De storting van effecten bij de (vereffeningsinstelling) (of bij een aangesloten lid) heeft dezelfde gevolgen als een daad van beschikking; elke publicatie van een verzet dat na deze storting gebeurt is zonder gevolg. <W 1998-07-15/38, art. 8, 005; Inwerkingtreding : 04-09-2002> <W 2002-08-02/64, art. 133, 007; Inwerkingtreding : 04-09-2002>
Met het oog op de schrapping van het verzet waarvan sprake in de vorige alinea, levert de (vereffeningsinstelling) (of het aangesloten lid) aan het Nationaal Kantoor voor Roerende Waarden een attest af dat behalve de datum van afgifte van deze effecten, tevens de naam vermeldt van het aangesloten lid aan wie deze afgifte gedaan werd.
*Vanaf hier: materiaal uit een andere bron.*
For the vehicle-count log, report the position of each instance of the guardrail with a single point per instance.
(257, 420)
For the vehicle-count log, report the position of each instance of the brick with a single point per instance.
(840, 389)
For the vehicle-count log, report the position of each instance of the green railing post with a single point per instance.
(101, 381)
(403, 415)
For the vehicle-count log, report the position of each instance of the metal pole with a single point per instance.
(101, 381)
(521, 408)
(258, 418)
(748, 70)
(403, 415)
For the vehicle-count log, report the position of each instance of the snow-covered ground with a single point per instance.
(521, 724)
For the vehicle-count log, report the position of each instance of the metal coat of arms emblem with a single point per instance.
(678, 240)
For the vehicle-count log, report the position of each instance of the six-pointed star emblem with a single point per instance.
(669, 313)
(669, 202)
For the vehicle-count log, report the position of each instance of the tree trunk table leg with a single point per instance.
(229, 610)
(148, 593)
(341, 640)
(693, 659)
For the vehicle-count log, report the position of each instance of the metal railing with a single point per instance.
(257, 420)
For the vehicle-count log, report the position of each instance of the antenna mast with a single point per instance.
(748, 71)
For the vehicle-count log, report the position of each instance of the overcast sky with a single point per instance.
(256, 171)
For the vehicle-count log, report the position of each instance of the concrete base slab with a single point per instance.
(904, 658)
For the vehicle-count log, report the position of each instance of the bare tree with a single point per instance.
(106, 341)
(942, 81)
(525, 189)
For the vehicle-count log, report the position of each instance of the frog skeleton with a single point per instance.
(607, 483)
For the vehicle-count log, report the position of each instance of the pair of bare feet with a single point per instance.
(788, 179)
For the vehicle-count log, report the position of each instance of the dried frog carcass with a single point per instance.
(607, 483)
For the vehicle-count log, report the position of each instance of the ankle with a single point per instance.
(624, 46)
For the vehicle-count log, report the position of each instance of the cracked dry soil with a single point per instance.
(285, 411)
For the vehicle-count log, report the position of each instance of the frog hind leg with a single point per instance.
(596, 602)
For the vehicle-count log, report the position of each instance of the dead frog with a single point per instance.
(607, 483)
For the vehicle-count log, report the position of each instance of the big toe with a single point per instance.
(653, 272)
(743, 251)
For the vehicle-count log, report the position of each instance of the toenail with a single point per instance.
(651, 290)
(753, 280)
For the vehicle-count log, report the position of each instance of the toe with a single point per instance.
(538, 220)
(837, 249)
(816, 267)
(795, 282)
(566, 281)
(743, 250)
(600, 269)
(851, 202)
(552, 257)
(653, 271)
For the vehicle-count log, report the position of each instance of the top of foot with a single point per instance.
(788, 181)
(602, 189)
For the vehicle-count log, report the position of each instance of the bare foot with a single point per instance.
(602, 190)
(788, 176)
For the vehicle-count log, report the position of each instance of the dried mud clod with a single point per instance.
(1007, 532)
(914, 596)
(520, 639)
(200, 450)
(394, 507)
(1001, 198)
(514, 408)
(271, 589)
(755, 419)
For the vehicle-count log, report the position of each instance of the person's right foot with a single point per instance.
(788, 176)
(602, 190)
Tegen voorlegging van dit stuk schrapt het Nationaal Kantoor voor Roerende Waarden ambtshalve het verzet en licht degene die verzet doet hierover in. Een afschrift van dit attest wordt door de (vereffeningsinstelling) overgemaakt aan de schuldplichtige instelling. <W 1998-07-15/38, art. 8, 005; Inwerkingtreding : 04-09-2002> <W 2002-08-02/64, art. 133, 007; Inwerkingtreding : 04-09-2002>
Hij, die verzet doet, kan van het aangesloten lid waarvan de naam op het attest voorkomt, de mededeling eisen van de identiteit van de persoon die de effecten heeft afgegeven welke hij met verzet heeft aangetekend.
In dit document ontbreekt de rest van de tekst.